Merry Christmas everyone!

And stay safe.


----------



## VoG (Dec 24, 2011)

Happy Christmas everybody.


----------



## Jon von der Heyden (Dec 24, 2011)

Happy xmas all


----------



## Smitty (Dec 24, 2011)

Ditto!

And a Happy New Year!


----------



## xenou (Dec 24, 2011)

All the best to you and yours.


----------



## jeffreybrown (Dec 24, 2011)

I echo all these thoughts...

Happy holidays and blessing for the New Year...


----------



## dave3009 (Dec 24, 2011)

Merry Christmas all.


----------



## Dryver14 (Dec 24, 2011)

Must join in this one and wish all a happy Christmas.

May next year be another year where there is no limit to stupid questions cos I like it here!

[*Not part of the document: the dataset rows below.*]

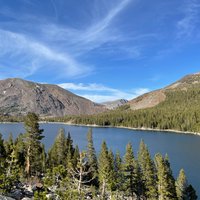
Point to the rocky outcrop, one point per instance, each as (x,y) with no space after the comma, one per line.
(18,97)
(154,98)
(147,100)
(115,104)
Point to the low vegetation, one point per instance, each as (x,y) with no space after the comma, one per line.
(65,172)
(180,111)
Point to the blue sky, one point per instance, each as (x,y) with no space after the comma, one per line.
(100,49)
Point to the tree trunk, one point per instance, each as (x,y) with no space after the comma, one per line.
(27,168)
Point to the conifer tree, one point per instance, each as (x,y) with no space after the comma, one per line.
(147,171)
(69,151)
(57,153)
(92,159)
(33,139)
(191,193)
(181,186)
(171,179)
(164,179)
(104,169)
(119,175)
(130,172)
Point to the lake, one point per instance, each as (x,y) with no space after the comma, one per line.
(183,149)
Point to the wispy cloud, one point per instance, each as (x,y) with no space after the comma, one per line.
(101,93)
(187,25)
(58,47)
(32,55)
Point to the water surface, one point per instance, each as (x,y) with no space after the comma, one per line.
(183,149)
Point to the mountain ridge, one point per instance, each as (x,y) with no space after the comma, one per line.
(18,97)
(154,98)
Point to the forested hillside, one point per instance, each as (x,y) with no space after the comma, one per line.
(179,111)
(66,173)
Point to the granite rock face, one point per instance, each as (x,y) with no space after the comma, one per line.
(18,97)
(115,104)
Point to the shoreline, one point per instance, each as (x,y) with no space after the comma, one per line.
(122,127)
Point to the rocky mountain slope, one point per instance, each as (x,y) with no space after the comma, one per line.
(154,98)
(18,97)
(114,104)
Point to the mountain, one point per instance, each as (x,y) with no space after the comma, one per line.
(175,107)
(115,104)
(154,98)
(18,97)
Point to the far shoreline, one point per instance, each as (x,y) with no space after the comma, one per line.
(122,127)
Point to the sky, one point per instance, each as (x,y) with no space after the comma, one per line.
(100,49)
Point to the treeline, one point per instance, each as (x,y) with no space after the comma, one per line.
(180,111)
(73,174)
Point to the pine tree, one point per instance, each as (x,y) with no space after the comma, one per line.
(91,156)
(147,170)
(104,169)
(33,139)
(119,175)
(130,172)
(57,153)
(69,151)
(164,179)
(191,193)
(171,179)
(181,186)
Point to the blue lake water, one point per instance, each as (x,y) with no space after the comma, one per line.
(183,149)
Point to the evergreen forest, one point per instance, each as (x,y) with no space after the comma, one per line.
(180,111)
(67,173)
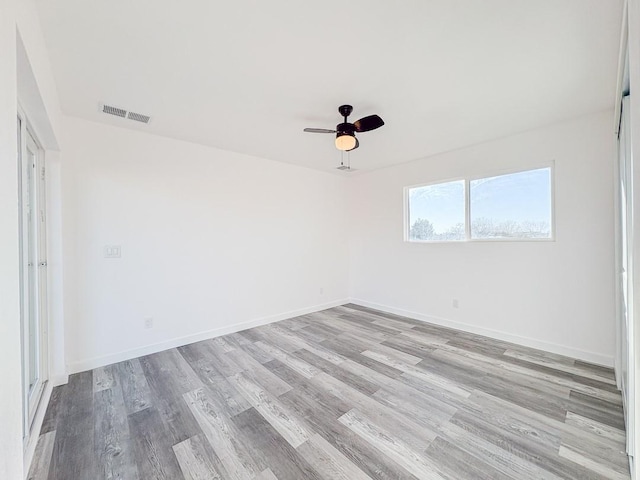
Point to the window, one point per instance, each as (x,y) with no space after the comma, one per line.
(436,212)
(517,205)
(514,206)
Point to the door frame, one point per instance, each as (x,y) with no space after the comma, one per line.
(32,399)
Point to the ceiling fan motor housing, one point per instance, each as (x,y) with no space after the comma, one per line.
(345,129)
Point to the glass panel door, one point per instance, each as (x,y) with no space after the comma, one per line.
(627,357)
(32,270)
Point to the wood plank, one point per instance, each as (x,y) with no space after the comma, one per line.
(197,460)
(114,449)
(153,447)
(223,436)
(39,469)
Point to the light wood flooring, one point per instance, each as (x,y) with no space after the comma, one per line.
(348,393)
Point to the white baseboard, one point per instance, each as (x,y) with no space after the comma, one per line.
(591,357)
(30,447)
(91,363)
(58,380)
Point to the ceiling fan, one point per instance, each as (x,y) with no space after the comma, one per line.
(346,132)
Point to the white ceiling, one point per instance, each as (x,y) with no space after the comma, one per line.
(249,75)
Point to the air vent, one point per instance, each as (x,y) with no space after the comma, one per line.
(120,112)
(138,117)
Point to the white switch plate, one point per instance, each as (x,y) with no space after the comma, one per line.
(112,251)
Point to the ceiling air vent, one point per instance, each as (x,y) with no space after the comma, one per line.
(138,117)
(120,112)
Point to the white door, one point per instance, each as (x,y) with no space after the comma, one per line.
(33,267)
(625,239)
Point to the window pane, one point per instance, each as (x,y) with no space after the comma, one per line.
(436,212)
(517,205)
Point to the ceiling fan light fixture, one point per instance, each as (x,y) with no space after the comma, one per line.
(345,141)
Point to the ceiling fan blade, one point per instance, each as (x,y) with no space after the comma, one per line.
(319,130)
(369,123)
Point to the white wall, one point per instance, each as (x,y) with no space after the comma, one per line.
(10,370)
(554,295)
(212,241)
(17,18)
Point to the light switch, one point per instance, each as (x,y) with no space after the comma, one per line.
(112,251)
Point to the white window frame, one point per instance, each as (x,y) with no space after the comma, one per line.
(467,205)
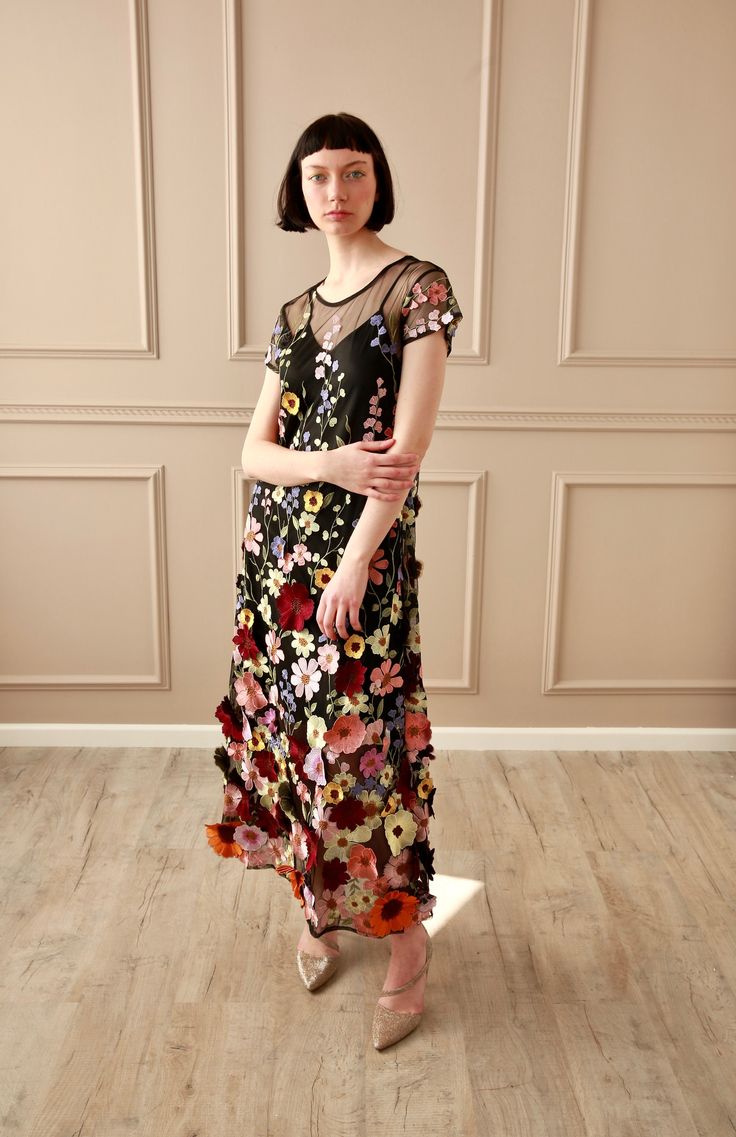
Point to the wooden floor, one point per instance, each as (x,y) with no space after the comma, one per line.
(584,977)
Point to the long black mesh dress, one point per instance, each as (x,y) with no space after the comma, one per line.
(328,745)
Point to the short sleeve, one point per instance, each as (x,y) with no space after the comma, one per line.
(279,334)
(430,306)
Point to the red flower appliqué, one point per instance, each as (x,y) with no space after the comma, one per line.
(295,606)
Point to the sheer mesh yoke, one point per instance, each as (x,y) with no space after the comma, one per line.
(327,762)
(413,297)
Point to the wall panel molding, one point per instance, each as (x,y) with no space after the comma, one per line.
(568,354)
(551,682)
(480,303)
(451,418)
(143,163)
(466,682)
(160,675)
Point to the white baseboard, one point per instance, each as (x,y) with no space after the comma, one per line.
(162,736)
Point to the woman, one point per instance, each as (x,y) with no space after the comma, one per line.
(327,765)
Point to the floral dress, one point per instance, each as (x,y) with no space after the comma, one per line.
(328,744)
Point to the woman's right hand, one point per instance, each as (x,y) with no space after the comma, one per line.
(370,469)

Thanks for everyones help.

Good health and happiness to you all and your families.


----------



## Michael M (Dec 24, 2011)

Same from me....
We're lucky as we're one of the first countries to celebrate....so we just had our Xmas lunch, 34 deg outside and we sat down to a glass or 2 of fine champagne, some West Australian rock lobsters, Nth Queensland Banana prawns and a huge plate of Oysters Kilpatrick !!!
Yep, it's good being older and all the kids have left home and built their own lives.

Merry and safe to All.

And a big thanks to ALL posters that have helped throughout the year....and 'specially the Mods....people don't realise what they have to do, to keep us ALL happy !!

Cheers All


----------



## Cindy Ellis (Dec 24, 2011)

To repeat the theme...Merry Christmas to all!

Here on the West Coast of the US we're among the last to celebrate; it's still Christmas Eve (not quite 9 PM) here in California.  Looking forward to a day with 4 generations all together, lots of food and fun, and to top it off, temperature in the low to mid 70's (F) and clear skies!


----------



## sykes (Dec 25, 2011)

Yes - Merry Christmas everyone, from England (about half way between Michael and Cindy). 

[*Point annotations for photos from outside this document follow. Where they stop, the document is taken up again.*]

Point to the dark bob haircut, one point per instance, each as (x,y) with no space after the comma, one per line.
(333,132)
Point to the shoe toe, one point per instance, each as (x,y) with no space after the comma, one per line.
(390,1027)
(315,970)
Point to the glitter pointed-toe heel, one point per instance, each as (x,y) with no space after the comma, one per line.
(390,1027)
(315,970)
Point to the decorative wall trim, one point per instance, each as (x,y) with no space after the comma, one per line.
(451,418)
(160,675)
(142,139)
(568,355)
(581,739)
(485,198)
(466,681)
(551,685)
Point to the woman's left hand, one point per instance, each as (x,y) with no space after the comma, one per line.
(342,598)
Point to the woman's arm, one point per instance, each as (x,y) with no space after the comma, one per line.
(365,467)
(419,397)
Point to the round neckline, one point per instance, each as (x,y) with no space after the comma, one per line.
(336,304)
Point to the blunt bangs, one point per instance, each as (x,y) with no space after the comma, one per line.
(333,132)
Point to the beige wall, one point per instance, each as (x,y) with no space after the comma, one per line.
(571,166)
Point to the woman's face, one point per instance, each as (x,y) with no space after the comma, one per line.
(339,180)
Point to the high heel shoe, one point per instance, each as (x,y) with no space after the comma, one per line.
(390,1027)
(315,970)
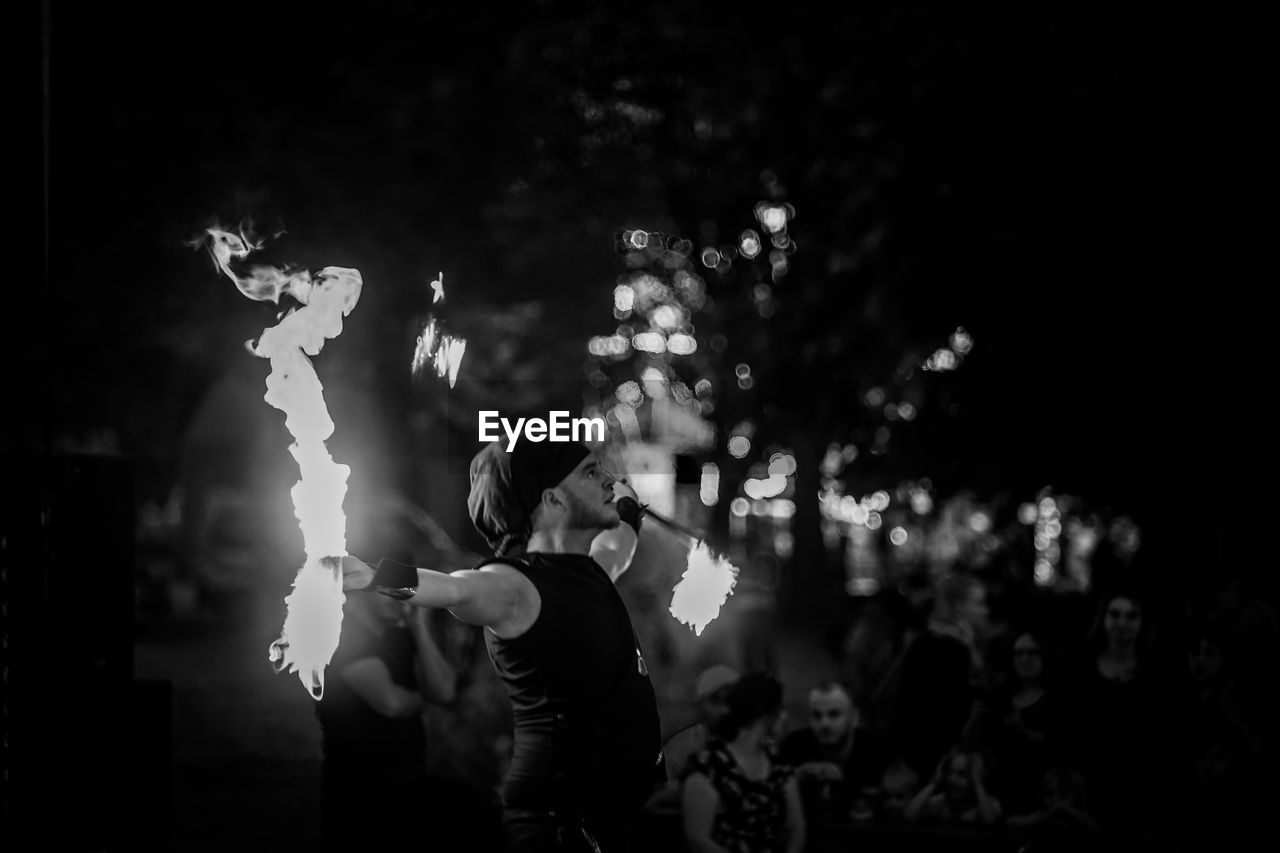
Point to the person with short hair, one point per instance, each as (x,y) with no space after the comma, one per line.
(835,758)
(736,797)
(586,749)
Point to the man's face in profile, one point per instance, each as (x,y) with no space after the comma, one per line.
(588,493)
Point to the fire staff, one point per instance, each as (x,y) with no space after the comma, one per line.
(586,748)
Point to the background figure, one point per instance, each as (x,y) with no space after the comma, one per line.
(956,793)
(385,669)
(1214,699)
(1061,807)
(711,692)
(835,758)
(942,675)
(899,785)
(1125,719)
(736,798)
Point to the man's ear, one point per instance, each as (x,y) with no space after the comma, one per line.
(552,500)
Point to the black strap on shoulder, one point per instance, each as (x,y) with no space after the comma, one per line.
(522,560)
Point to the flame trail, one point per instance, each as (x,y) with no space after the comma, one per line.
(442,351)
(314,620)
(703,589)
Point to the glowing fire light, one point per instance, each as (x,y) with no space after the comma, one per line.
(442,351)
(707,583)
(314,620)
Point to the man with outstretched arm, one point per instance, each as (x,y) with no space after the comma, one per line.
(586,748)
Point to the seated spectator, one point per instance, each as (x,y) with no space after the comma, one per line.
(1025,725)
(1063,807)
(897,787)
(385,670)
(835,758)
(942,675)
(1215,699)
(1225,802)
(735,797)
(1124,724)
(711,692)
(958,793)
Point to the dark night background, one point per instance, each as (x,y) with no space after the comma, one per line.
(1077,188)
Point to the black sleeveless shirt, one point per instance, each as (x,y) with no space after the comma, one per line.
(586,719)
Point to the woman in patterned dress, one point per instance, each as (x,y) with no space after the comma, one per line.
(736,799)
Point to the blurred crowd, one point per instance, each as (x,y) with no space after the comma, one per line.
(1118,733)
(954,705)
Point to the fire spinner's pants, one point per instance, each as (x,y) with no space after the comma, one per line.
(566,831)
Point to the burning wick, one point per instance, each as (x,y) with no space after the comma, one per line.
(442,351)
(707,583)
(703,589)
(314,619)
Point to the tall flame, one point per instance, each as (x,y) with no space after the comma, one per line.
(314,619)
(442,351)
(703,589)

As opposed to last year's minus 16 Centigrade, it's a balmy plus 11, at 07:30 on Christmas morning here!!

Glass of Veuve Clicquot by the log fire to open the presents, chestnut soup and fresh, warm home-made bread for lunch.

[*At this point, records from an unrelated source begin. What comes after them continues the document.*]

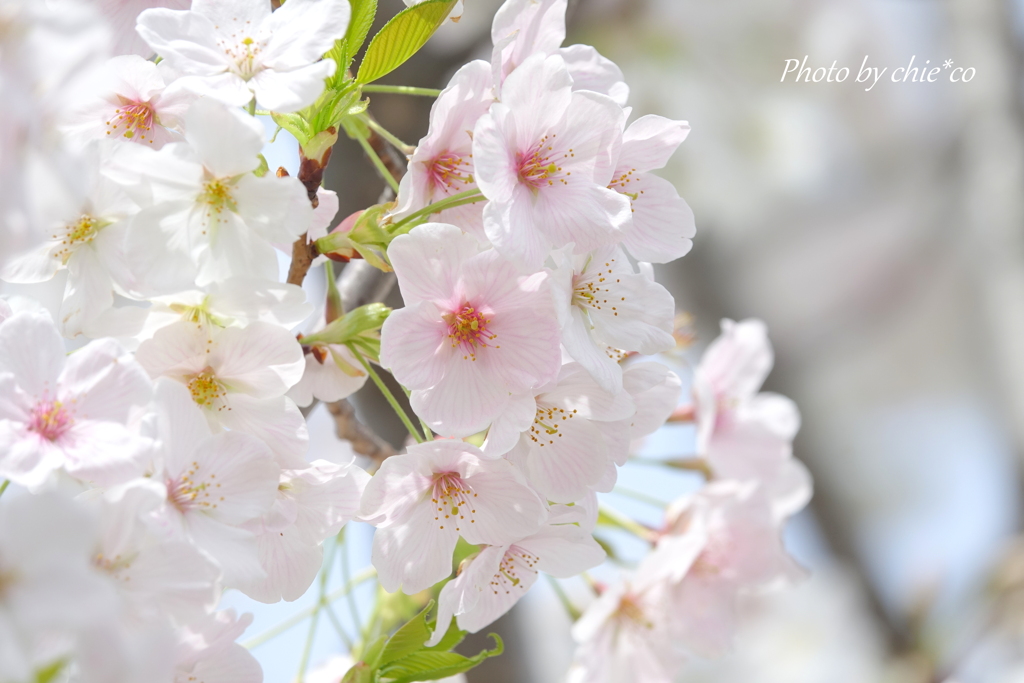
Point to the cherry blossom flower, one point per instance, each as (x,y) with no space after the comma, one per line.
(523,28)
(604,303)
(122,14)
(86,237)
(207,651)
(237,49)
(51,594)
(239,377)
(623,637)
(442,163)
(472,333)
(66,412)
(743,434)
(720,542)
(211,485)
(312,504)
(564,437)
(233,302)
(207,218)
(137,103)
(662,224)
(423,501)
(544,158)
(492,582)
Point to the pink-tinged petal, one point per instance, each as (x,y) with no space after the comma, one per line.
(103,453)
(526,352)
(495,146)
(185,39)
(563,466)
(507,509)
(736,364)
(577,391)
(232,478)
(278,422)
(37,265)
(32,350)
(655,391)
(181,427)
(577,337)
(27,459)
(235,550)
(172,577)
(260,359)
(537,26)
(508,225)
(591,71)
(415,555)
(227,140)
(394,492)
(541,90)
(650,141)
(465,400)
(276,208)
(636,314)
(302,33)
(177,350)
(291,564)
(495,594)
(231,248)
(563,550)
(104,382)
(292,90)
(429,260)
(663,226)
(505,430)
(229,16)
(88,293)
(415,345)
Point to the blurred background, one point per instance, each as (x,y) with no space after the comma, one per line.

Turkey later, with home-grown parsnips, carrots, and potatoes. Mmmmm!


Best regards to all Excellers. Hope you have a great Christmas & New Year, and all the very best for 2012.


----------



## joezeppy (Dec 25, 2011)

*Merry Christmas & Happy New Year*

Hi All,

I don't get in here often but when I do, I'm usually helped out of a crunch situation.

Thanks much to all of you.

Merry Christmas and I wish you a fantastic 2012!

Joe


----------



## MrVillareal (Dec 25, 2011)

Merry Christmas to all and a Blessed New Year!


----------



## ENEMALI (Dec 25, 2011)

i wish you all a very happy xmas  
even though we sadly celebrated ours in Nigeria with multiple bomb explotions.


----------